Kapitalizmin yeni söylem ve strateji arayışı pandemi ile başlamadı. Ama pandemi bu yönelimi hızlandırdı. Hatırlarsak, 2020’nin ocak ayında Davos toplantılarının 50’nci yıl manifestosu yazıldı. Dünya Ekonomik Forumu Kurucusu ve İcra Kurulu Başkanı Prof. Klaus Schwab, “hissedar kapitalizmi” yerine “paydaş kapitalizmi”ni müjdeliyordu. Buna göre neoliberalizm dönemi kapanıyor, “devlet kapitalizmi” ya da “sosyal kapitalizm” çağı açılıyordu! Oysa bu yeni yönelim, küresel yağma ve sömürünün, kamu ortaklığıyla ve kamu şemsiyesi adı altında “sürdürülebilir” hale getirilmesinden başka bir şey değildi. Mr. Schwap, daha sonra Project Syndicate adlı internet sitesinde aynen şöyle yazacaktı: “COVID krizi hükümetlerin, işletmelerin ya da sivil toplum gruplarının sistemik küresel zorluklarla tek başlarına başa çıkamayacaklarını gösterdi. Bu alanları ayrı tutan siloları yıkmalı ve kamu-özel sektör iş birliği için kurumsal platformlar oluşturmaya başlamalıyız.”

Schwap’ın “The Great Reset” yani “Büyük Sıfırlama” dediği bu yeni strateji, uluslararası finans baronlarından Nat Rothschild eliyle “küresel sosyalizme” kadar vardırıldı! Sistem içi sosyalizasyon dönüşüm, olası devrimci hareketlerin önü erkenden alınsın ve pusula sosyalizmi göstermesin diye bugün “küresel sosyalizm” olarak pazarlanıyor. Elbette Rothschildlerin “sosyalizmi”nde, dünyadaki en zengin 2 bin kişinin servetine dokunmak mevzubahis bile değil.

Yaklaşık 50 ile 80 milyon insanın ölümüne neden olan 1918-19 İspanyol gribi yaşandığında, Rusya’da 1917 Sovyet işçi devrimi başarıyla tamamlanmıştı. Alman işçi devrimi ise hunharca boğulmuştu. Birinci Emperyalist Paylaşım Savaşı sona ererken ve pandemi sönümlenirken; burjuva aydınlar peşlerine romantikleri de takarak gönenç yıllarına (19’uncu yüzyılın son çeyreğine) dönüş masalları okuyorlardı. Oysa 1920’lerden itibaren (pandemiden hemen sonra) örgütlenen yeni düzenin adı faşizmdi!
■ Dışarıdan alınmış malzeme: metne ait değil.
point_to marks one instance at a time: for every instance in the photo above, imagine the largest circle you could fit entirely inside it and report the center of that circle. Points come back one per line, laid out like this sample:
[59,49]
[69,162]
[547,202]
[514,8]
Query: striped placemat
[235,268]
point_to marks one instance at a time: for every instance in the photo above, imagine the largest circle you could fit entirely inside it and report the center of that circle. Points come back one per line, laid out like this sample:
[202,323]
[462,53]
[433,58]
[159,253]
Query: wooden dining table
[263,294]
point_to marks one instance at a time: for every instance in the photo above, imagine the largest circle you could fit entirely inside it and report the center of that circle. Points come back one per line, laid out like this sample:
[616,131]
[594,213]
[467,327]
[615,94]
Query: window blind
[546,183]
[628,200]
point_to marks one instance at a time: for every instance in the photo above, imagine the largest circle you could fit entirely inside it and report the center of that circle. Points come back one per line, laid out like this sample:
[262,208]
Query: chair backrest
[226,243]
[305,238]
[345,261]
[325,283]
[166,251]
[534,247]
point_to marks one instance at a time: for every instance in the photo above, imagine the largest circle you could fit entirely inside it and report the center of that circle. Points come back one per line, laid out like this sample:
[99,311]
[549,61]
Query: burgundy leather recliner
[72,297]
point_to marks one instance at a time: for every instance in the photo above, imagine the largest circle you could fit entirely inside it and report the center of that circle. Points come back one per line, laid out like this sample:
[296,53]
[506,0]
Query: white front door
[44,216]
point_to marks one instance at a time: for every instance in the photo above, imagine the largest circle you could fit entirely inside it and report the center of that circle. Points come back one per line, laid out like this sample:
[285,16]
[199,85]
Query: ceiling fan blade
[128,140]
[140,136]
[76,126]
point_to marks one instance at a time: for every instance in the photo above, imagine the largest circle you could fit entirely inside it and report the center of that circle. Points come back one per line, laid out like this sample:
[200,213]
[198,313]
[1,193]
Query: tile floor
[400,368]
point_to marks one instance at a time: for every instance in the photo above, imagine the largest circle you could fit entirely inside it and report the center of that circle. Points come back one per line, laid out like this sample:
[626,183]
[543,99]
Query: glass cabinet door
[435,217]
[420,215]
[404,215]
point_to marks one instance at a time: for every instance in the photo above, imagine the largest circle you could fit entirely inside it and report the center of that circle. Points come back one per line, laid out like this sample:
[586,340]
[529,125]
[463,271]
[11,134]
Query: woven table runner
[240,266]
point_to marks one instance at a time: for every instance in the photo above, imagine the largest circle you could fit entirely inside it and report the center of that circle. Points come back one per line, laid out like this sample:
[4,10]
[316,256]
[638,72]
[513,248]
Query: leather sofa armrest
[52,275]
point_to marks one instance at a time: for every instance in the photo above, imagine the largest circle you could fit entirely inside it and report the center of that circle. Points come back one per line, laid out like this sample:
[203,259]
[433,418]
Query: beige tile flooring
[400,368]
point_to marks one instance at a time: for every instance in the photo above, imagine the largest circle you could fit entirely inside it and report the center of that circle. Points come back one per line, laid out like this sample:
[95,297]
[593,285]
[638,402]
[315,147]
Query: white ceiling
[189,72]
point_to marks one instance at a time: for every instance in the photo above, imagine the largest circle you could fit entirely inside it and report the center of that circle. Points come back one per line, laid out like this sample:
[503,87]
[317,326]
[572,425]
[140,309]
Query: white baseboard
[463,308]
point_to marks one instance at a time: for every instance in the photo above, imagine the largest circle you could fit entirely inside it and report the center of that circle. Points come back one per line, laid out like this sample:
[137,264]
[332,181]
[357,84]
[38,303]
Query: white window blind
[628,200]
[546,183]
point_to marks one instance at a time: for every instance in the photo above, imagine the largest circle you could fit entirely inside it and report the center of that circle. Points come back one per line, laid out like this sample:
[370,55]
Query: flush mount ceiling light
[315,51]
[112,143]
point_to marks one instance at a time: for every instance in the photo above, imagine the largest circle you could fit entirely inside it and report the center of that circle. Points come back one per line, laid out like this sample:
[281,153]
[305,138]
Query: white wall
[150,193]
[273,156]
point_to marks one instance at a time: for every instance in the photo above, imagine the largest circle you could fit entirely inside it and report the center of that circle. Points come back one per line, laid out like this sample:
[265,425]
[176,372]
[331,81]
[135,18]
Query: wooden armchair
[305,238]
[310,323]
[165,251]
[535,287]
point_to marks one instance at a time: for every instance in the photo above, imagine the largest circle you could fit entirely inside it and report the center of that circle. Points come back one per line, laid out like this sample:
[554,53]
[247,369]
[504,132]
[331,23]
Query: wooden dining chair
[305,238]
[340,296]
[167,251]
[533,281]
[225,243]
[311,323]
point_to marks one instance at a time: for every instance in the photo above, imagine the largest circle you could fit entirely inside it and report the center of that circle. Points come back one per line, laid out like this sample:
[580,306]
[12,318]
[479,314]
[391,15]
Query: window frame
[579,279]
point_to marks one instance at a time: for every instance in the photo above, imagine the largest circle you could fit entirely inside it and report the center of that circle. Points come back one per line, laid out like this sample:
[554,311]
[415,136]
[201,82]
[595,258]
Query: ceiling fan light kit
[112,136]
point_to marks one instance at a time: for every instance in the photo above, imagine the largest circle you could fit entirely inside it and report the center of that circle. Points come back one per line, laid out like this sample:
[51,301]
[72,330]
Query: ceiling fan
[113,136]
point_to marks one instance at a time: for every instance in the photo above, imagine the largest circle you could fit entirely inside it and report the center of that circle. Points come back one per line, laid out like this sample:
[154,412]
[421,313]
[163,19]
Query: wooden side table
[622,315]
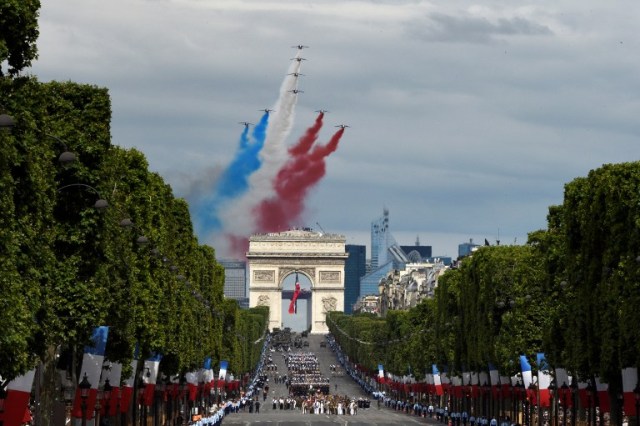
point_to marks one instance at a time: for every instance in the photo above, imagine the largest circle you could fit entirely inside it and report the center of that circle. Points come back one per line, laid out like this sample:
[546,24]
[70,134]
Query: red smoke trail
[292,185]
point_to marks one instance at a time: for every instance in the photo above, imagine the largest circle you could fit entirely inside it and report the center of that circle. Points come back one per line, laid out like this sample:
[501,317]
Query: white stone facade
[320,257]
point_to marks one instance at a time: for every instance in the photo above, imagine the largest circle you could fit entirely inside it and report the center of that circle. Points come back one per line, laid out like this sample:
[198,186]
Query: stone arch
[317,256]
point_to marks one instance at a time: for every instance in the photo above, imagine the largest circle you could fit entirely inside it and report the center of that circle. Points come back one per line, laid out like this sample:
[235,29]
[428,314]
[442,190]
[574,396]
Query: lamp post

O günkü tekeller, bugün dile getirdikleri “küresel sosyalizm” söylemine benzer “nasyonal sosyalizm” teorisini ortaya atmışlardı. Dönemin romantik aydınları, bu kez Hitlerlerin, Musollinilerin yenilmezliğine inanarak “kaos” teorileri eşliğinde savrulup gittiler. Oysa İkinci Dünya Savaşı’nın sonunda faşizm yenilecek, Avrupa’da halk demokrasili ülkeler kurulacaktı.

Yazımıza Davos’un 50’nci yıl manifestosu ile başladık. Marx ve Engels’in 1848’de birlikte kaleme aldıkları Komünist Manifesto ile bitirelim: “Avrupa’da bir hayalet dolaşıyor, -komünizm hayaleti. Avrupa’nın tüm eski güçleri bu hayalete karşı kutsal bir sürgün avı için ittifak halindeler...” Bugün Schwap, Rothschild ve hempalarının yazdıklarına bakınca, korkulan hayaletin Avrupa’nın da ötesinde bütün yerküre üzerinde dolaştığı görülüyor. Marx ve Engels’in “Burjuvazi her şeyden önce kendi mezar kazıcılarını üretiyor”, “Bütün ülkelerin proleterleri birleşin” çağrısı ise bugünün kaos teorisyenlerinden farklı olarak, işçi sınıfının değiştirici gücüne işaret etmeye devam ediyor.

“2020 gitsin de nasıl giderse gitsin” diyerek ah çekenlerin, onun içinde mayalanan diyalektik gelişimi bir de bu gözle okumalarında; 2021 ve sonrasını bir de bu eksende tartışmalarında fayda var.